嘘と恋とシンデレラ
第19話
彼の顔から余裕の色が落ちていく。
ゆらゆらと視線が揺れる。恐らくはその心情も。
「…………」
眉を寄せ、固く口端を結んだ。
険しい表情とは裏腹に、伏せた目元はもの憂げだ。
ややあって、響也くんが静かにかぶりを振る。
「……言えない。言いたくない」
「どうして?」
弾かれたように一歩詰めた。
だんだんと隼人の言葉が真実味を帯び始めるのを感じながら。
「事故だったんでしょ?」
「事故……?」
ゆったりと上げられた視線が交わる。
彼は力ない笑みをたたえた。
「そんなんじゃない。

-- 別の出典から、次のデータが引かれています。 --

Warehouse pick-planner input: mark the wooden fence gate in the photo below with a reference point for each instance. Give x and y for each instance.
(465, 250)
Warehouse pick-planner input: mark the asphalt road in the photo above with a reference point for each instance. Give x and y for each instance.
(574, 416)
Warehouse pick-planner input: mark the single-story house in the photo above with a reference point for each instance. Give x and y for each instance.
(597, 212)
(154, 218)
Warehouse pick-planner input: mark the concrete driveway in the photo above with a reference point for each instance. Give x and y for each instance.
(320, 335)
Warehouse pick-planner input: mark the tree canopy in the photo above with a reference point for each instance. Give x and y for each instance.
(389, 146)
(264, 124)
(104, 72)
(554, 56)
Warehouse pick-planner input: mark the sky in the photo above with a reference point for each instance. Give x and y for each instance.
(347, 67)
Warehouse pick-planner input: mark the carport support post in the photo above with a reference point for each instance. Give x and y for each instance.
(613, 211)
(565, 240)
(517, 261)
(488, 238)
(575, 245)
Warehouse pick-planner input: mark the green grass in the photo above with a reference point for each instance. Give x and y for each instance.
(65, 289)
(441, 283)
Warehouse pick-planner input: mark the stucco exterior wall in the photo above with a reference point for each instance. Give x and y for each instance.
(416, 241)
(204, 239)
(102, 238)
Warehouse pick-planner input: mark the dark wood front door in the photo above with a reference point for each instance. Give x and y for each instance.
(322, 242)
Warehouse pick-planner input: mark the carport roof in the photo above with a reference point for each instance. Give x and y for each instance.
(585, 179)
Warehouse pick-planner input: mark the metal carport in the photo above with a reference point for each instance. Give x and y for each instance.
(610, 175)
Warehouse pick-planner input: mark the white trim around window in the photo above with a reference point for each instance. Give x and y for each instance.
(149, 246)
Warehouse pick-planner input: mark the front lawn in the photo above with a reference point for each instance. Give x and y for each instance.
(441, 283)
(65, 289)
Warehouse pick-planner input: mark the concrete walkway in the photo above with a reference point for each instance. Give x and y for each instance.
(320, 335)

偶然とかじゃなくて、僕がこころを────」
苦しそうに口を噤んだ響也くんをまじまじと見る。
(自分の意思で殴った、ってこと……?)
言葉にこそされなかったけれど、その先に続く内容なんてそれくらいしか考えられない。
それなら、バットで殴ったのは響也くんで確定だろう。
最初に嘘をついていたのも確定だ。
やっぱり、隼人の言い分が真相なのだろうか?
「何のために……」
響也くんは、わたしを?
掠れた声がこぼれ落ちた。
目の前がぐらぐらと揺れていた。
足元が揺れているのかもしれない。
そんな錯覚を覚えながら、漂うような足取りで歩み寄る。
「わたしたち、付き合ってたんじゃないの……?」
声が、吐息が、唇が震えた。
泣きそうなのは、彼を信じたい気持ちがほかのどの感情よりも大きいからだ。
納得出来るだけの説明をしてくれるのを待っている。
合理的で崇高な理由があると期待してしまっている。
「こころのため」
……そんなもの、あるわけないのに。
「僕の行動はぜんぶこころを想ってのことだよ。きみの幸せのため。それしかない」
「そんな……」
「だから言わない。あのときのことは……僕の口からは。きみのために」
その主張はずっと変わらない。
響也くんの原動力は、わたしの幸せだと。
ただ、わたしを殴ったり騙したりすることがわたしのため?
ふるふると弱々しく首を横に振りながら、たたらを踏むように後ずさった。